Just this past primary election, Lopez went to court to get New Kings Democrat Esteban Duran tossed off the ballot. In perhaps the clearest signal yet that the writing is on the wall for Lopez, he failed miserably, although the tactic has often been successful.
But hey, don’t worry if organizing a petition-drive against a standing local party and their team of lawyers seems daunting. In local politics you can always just buy your way in via what’s known as a Wilson Pakula: a unique to New York method of a political party’s authorizing (read: selling) a non-party member to run on the party line.
A source who was at the meeting in which the Brooklyn Republican Party gave a nod to Mayor Bloomberg’s Wilson Pakula to run as a Republican recalls several party members openly asking some form of the question: “What do we get out of this?”
(The answer was $125,000; the Brooklyn Republican Party sells itself cheap).
So while the news is periodically dotted, as it has been during this election season, with feel-good stories of grassroots campaigners trying to reconnect ordinary citizens with the local political machine that roars around them, it’s not hard to see that these young idealists will meet only sporadic success as long as the rules in place continue to tilt the playing field in favor of the establishment.

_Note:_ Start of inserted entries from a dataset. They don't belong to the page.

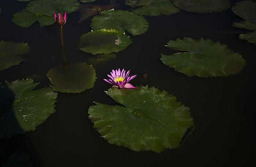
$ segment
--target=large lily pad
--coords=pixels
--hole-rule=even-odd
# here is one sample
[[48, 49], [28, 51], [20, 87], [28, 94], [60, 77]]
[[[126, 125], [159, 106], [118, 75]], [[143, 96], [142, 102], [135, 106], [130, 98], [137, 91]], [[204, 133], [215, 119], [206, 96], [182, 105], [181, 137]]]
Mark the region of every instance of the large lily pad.
[[93, 86], [96, 75], [91, 65], [81, 63], [51, 69], [47, 77], [52, 84], [50, 86], [55, 91], [80, 93]]
[[230, 7], [229, 0], [171, 0], [178, 8], [187, 12], [211, 13], [222, 12]]
[[32, 79], [0, 84], [0, 138], [35, 130], [55, 112], [57, 94], [52, 89], [33, 90]]
[[141, 7], [134, 10], [133, 12], [147, 16], [169, 15], [180, 11], [170, 0], [140, 0], [137, 3], [136, 6]]
[[80, 38], [80, 49], [97, 54], [111, 53], [125, 49], [132, 43], [124, 33], [102, 29], [84, 34]]
[[170, 67], [191, 77], [224, 77], [239, 72], [245, 65], [241, 55], [226, 45], [210, 40], [185, 37], [170, 40], [167, 46], [185, 52], [162, 55], [161, 60]]
[[111, 10], [102, 12], [92, 20], [93, 30], [114, 29], [120, 32], [126, 30], [134, 35], [144, 33], [148, 23], [142, 16], [128, 11]]
[[79, 5], [77, 0], [33, 0], [29, 3], [26, 9], [36, 15], [53, 17], [54, 13], [76, 11]]
[[21, 12], [13, 14], [12, 22], [23, 28], [27, 28], [32, 26], [38, 21], [41, 27], [54, 24], [55, 21], [53, 17], [47, 16], [36, 16], [33, 13], [23, 9]]
[[29, 48], [26, 43], [0, 41], [0, 71], [25, 61], [18, 56], [27, 53]]
[[137, 88], [106, 92], [124, 107], [95, 103], [88, 111], [94, 127], [109, 143], [137, 151], [159, 153], [179, 147], [193, 124], [189, 109], [165, 91]]
[[244, 0], [232, 7], [236, 14], [247, 21], [256, 23], [256, 1]]
[[247, 34], [240, 34], [239, 37], [248, 42], [256, 43], [256, 24], [247, 21], [242, 21], [240, 23], [235, 23], [233, 26], [241, 29], [246, 29], [254, 31]]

Until the archaic system that’s been tailored to protect the strength of the Parties by solidifying the power of the Party Chairmen is fundamentally changed, the leaders of the establishment will remain in place…at least until criminal probes turn into federal indictments.
Since you call yourself a journalist, maybe you should check your facts a tad better. You made a major error in the very first three words of your article. Margarita Lopez Torres was NEVER a City councilwoman, which would be painfully obvious had you actually bothered to read Judge Gleason's decision. She was a Civil Court judge, and is now Surrogate Judge in Kings County.